KVM, QEMU, and kernel project management
Posted Mar 26, 2010 9:58 UTC (Fri) by
mingo (subscriber, #31122)
In reply to:
KVM, QEMU, and kernel project management by jcm
Parent article:
KVM, QEMU, and kernel project management
No offense intended toward Ingo, but there really isn't a huge
insurmountable technical challenge here. Both Avi and Daniel have
suggested perfectly valid technology fixes (that just happen to
not be exactly what Ingo asked for, but are not invalid either):
(No offense taken at all!)
Even ignoring my opinion that those solutions are inadequate, multiple people on the list expressed their opinion that it's inadequate.

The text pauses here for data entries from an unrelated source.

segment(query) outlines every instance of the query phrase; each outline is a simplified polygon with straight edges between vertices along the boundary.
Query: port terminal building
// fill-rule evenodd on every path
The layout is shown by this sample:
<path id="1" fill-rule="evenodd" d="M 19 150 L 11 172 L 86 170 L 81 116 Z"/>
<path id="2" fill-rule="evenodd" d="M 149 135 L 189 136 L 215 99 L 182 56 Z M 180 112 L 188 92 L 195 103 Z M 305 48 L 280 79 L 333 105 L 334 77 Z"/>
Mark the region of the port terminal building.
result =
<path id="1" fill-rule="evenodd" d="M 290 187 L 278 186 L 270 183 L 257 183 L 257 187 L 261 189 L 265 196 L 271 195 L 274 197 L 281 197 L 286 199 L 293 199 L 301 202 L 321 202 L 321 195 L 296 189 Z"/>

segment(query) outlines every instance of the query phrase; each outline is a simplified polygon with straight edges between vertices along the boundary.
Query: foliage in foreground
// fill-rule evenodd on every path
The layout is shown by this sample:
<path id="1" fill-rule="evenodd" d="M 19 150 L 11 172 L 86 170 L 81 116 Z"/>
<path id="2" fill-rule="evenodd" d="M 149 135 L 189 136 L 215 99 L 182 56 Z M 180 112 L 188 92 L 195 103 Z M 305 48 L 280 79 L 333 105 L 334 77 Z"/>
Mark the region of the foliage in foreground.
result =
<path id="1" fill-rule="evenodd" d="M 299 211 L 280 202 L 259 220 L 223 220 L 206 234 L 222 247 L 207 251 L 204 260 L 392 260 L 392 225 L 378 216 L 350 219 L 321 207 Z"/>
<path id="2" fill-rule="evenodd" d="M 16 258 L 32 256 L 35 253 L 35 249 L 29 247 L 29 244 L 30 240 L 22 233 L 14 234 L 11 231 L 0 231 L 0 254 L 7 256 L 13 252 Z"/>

One of the concerns expressed against Avi's suggestion was that having to modify the guest user-space to export data creates a lot of deployment burden and is also guest-visible (for example if an UDP port is needed then networking is needed in the guest, plus it takes away a slot from the guest UDP port space).
Such kind of burden, even if it's technically equivalent otherwise, can make or break the viability of an instrumentation solution. (instrumentation is all about being able to get its stuff with minimal effect on the observed system. The whole point of 'perf kvm' is to observe the guest externally.)
Also, allowing to unify/mount the guest VFS into the host VFS was one out of two main areas of contention. The other one was the lack of kernel-provided enumeration for vcpu contexts.
The solution offered was to enumerate voluntarily in user-space via a ~/.qemu/ socket mechanism - but that approach has a number of problems beyond being tied to Qemu. A profiling/RAS tool wants to be able to discover and connect to any KVM context, not just Qemu enumerated ones.
It's as if 'ps' was implemented not by asking the kernel about what tasks are running in the system - but each app voluntarily registering themselves in some /var registry. Such schemes are fundamentally fragile and instrumentation code shies away from that for good reasons.
Not only was there disagreement, our concerns weren't even accepted as valid concerns and were brushed aside and labelled 'red herring'. It's not possible to make progress in such an environment of discussion.